Thursday, April 05, 2007

Giving Up On The Future

LifeSiteNews.com highlights an article by professor Ian Hunter which appeared last month in the National Post and offers much needed perspective for Canadians.

Have Canadians given up on the future, as have the Japanese, who are featured in the article and who constitute some of the focus of Mark Steyn's recent book America Alone?

Apparently, one of the consequences of deaths exceeding births is that in Japan dolls have replaced children.
The Japanese doll for the elderly calls to mind P. D. James's powerful novel The Children of Men (1993)...

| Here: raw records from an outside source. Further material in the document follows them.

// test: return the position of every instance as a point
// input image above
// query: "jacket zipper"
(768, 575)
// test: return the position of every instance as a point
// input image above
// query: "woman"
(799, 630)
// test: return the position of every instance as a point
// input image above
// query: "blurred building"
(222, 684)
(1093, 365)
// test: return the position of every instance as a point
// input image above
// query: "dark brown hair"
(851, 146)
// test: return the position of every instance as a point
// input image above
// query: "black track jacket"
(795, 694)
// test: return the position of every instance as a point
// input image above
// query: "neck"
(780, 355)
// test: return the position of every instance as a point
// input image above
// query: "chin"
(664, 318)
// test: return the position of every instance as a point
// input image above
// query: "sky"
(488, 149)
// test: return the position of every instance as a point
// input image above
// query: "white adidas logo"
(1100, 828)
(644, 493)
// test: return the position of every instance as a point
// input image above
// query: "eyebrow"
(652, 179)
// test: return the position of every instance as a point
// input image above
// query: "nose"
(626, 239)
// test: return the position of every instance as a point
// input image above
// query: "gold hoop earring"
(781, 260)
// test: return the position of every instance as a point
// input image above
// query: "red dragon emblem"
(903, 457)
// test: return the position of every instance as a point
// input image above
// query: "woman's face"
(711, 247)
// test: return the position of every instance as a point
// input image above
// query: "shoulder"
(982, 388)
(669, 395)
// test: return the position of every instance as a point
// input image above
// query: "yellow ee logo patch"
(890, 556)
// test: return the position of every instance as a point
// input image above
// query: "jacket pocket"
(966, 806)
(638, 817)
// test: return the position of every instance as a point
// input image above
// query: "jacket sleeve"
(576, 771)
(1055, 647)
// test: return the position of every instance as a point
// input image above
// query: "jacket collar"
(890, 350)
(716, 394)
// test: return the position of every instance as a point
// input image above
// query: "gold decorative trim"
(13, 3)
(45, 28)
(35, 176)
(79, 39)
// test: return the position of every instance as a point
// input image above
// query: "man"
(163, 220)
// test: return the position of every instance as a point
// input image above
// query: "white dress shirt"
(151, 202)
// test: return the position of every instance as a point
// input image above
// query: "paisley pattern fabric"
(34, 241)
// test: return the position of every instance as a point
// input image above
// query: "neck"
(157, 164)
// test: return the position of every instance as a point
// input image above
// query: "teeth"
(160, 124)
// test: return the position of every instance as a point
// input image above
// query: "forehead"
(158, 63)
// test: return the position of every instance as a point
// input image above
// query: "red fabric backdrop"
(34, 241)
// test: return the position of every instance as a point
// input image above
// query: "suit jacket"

Anxiety and despair mark the faces of those aware that in a world without children, they are the last, dying generation. P.D. James gives us a portrait of just what the late Pope John Paul II meant by his incisive phrase the "culture of death."
Professor Hunter notes,
The first recorded commandment God gave in the Garden of Eden was: "Be fruitful and multiply and replenish the earth" (Genesis 1:22). But we are moderns, hell-bent on the pursuit of happiness. We do not consider ourselves bound by ancient commandments. We decided collectively -- and quite some time ago -- that ancient wisdom has nothing to teach us.
And then tries [and, I believe, succeeds] to make the connections...
And yet it seems to me that James's single sentence not only explains why there are Yumel dolls instead of children in Japan, but also why it is impossible to arouse Canadians to action about anything-- particularly any moral issue. We are inured to things being as they are because, consciously or unconsciously, we have given up on the future.
When the conscience of a nation becomes dulled [hardened] through the killing over 40 years of more than 3 million innocent children, what hope can there be for the future? We all know, instinctively, that when a child is born into the world, the greatest fascination and delight is the question, and immediate answer, of the hope which that new child brings to this world.

There is a way back to a culture of life in Canada, but it must be moral minded Canadians, and particularly Christians, who must lead the way. And the fastest possible means to accomplish that reversal, should God give us another chance, is through the most basic democratic means...voting. But first comes repentance.

If it were a solution any more simple or obvious, we'd have tripped over it.